How to Tell Your Children about Your Divorce
Perhaps one of the most difficult conversations you will ever have is telling your children that you and your spouse are getting a divorce. No doubt you want to do your best to minimize their pain and confusion, but no matter how carefully you put it, the news is going to be devastating.
What you say in this first conversation will set a framework for how your children view the divorce, how it will affect them, and how you and your spouse intend to behave during the process of the divorce. Because this is such an important conversation, it needs to be thought through in advance and planned carefully. You will need to be able to handle your own feelings, and also be prepared to answer your children’s questions and concerns.
Telling the Children about the Divorce
Pick a time when you can be free of interruptions for as long as it takes. If you can, include your spouse in the discussion, but agree ahead of time what you will say, what you will not say, and the ultimate goal of the conversation. Let the children know that you have something important to discuss. Try to speak in terms of “we” rather than “I” or “your father.” For instance, “We have something important to tell you. Dad and I (or Mom and I) are getting a divorce, and will be living in two separate homes.”
Give a brief explanation that is honest, avoids blaming the other spouse, and is age appropriate. You can say that you have not been able to get along as husband and wife, and think you can both be better people and parents if you are not living together. You can tell them that the two of you have not been able to resolve some serious problems in the marriage. But you don’t need to go into specifics of what those problems are, and should not assign blame.
Understanding Your Children’s Feelings about the Divorce
It is very important to communicate clearly that the divorce is not the children’s fault. Your children need to know that they did not cause the divorce, and there is nothing they could have done to fix the problems. You should stress that the divorce is because of adult problems between Mom and Dad.
Be prepared to ask your children if they have any questions, and answer them as honestly as you can, maintaining age-appropriate boundaries. It is also okay to say that you do not know the answer to a question, and that you too are trying to figure things out. They may express strong feelings, or you may need to ask them what they are feeling. Be ready for their strong emotions, and do your best to accept and validate them. Your children need to get the message loud and clear that you are in their corner, safe to talk to, and will help them through this process.

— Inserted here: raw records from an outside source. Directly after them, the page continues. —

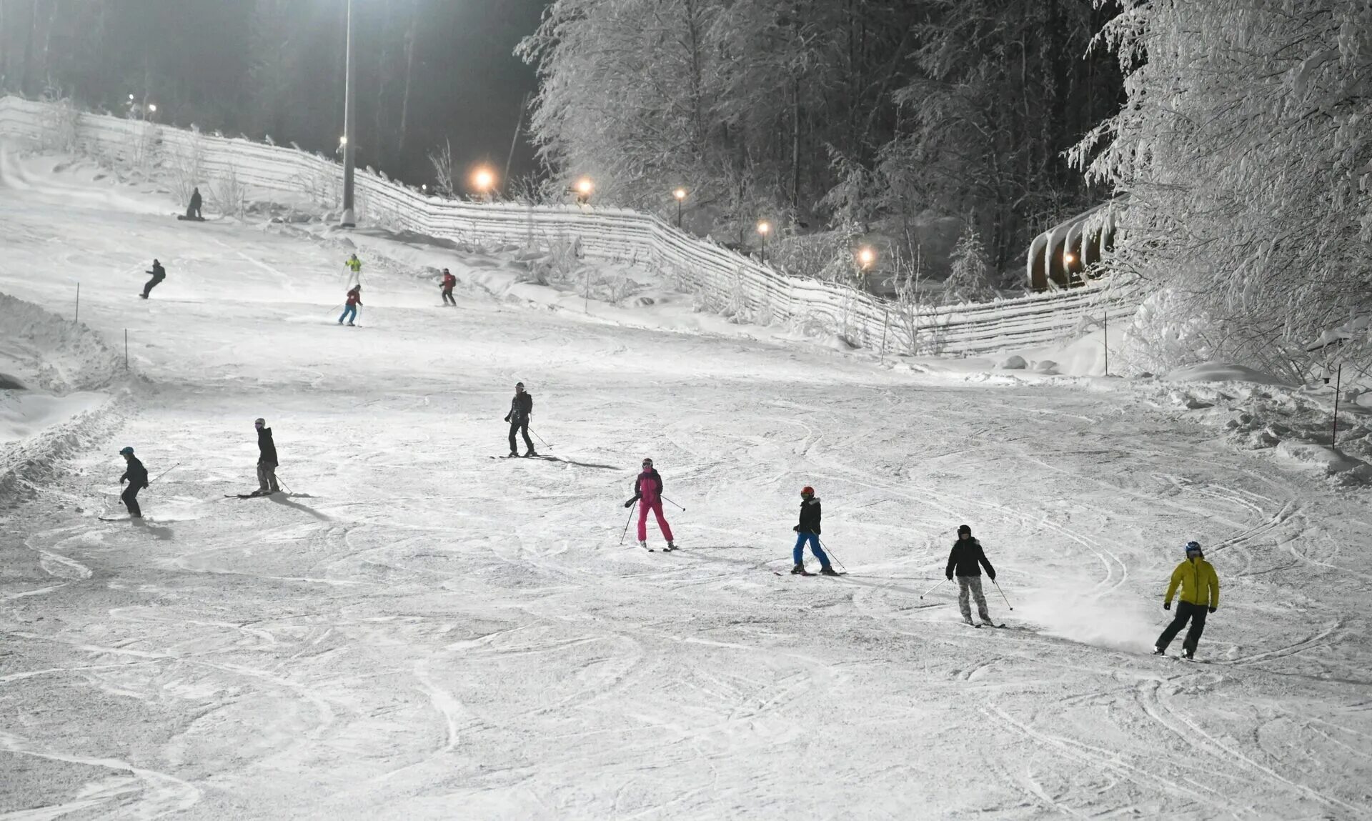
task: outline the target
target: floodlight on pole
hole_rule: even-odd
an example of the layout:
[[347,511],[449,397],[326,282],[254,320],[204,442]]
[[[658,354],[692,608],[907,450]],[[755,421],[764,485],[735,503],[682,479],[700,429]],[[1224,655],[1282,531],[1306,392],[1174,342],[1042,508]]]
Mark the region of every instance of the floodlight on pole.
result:
[[591,191],[594,189],[595,184],[591,183],[590,177],[576,180],[576,202],[584,205],[591,198]]
[[353,0],[347,0],[347,56],[343,70],[343,216],[339,220],[343,228],[357,225],[357,216],[353,211],[353,176],[357,161],[353,147],[353,124],[357,119],[357,60],[353,45]]
[[479,167],[472,172],[472,188],[483,196],[490,196],[495,189],[495,172],[488,167]]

Reassuring Your Children Regarding your Divorce
Let your children know what things will change. Children need to know what will happen to them. You can tell them that your spouse will be moving out, and give them the approximate time frame. Tell them that some days they will be with you, and some days at your spouse’s home. If you both will be moving, it is important to give your children as much advance notice as possible. Assure younger children that their clothes and toys will be moving with them.
Stress that many things will stay the same, for instance, their schools, extracurricular activities, proximity to friends, etc. Highlighting these things will help your children feel more secure during this time.
Most of all, children need to know that both you and your ex will always love them, and will always be there for them even though you are no longer together.
Telling your children about your divorce can be a very emotional time for all of you. Take the time to plan the conversation in advance, include your spouse in it if possible, and put your own emotions aside during the discussion as much as you can.
A well-planned conversation will help your children to eventually understand and accept the divorce. It will also help them know that they will be secure and protected, and that ultimately, they, you and your spouse will be okay.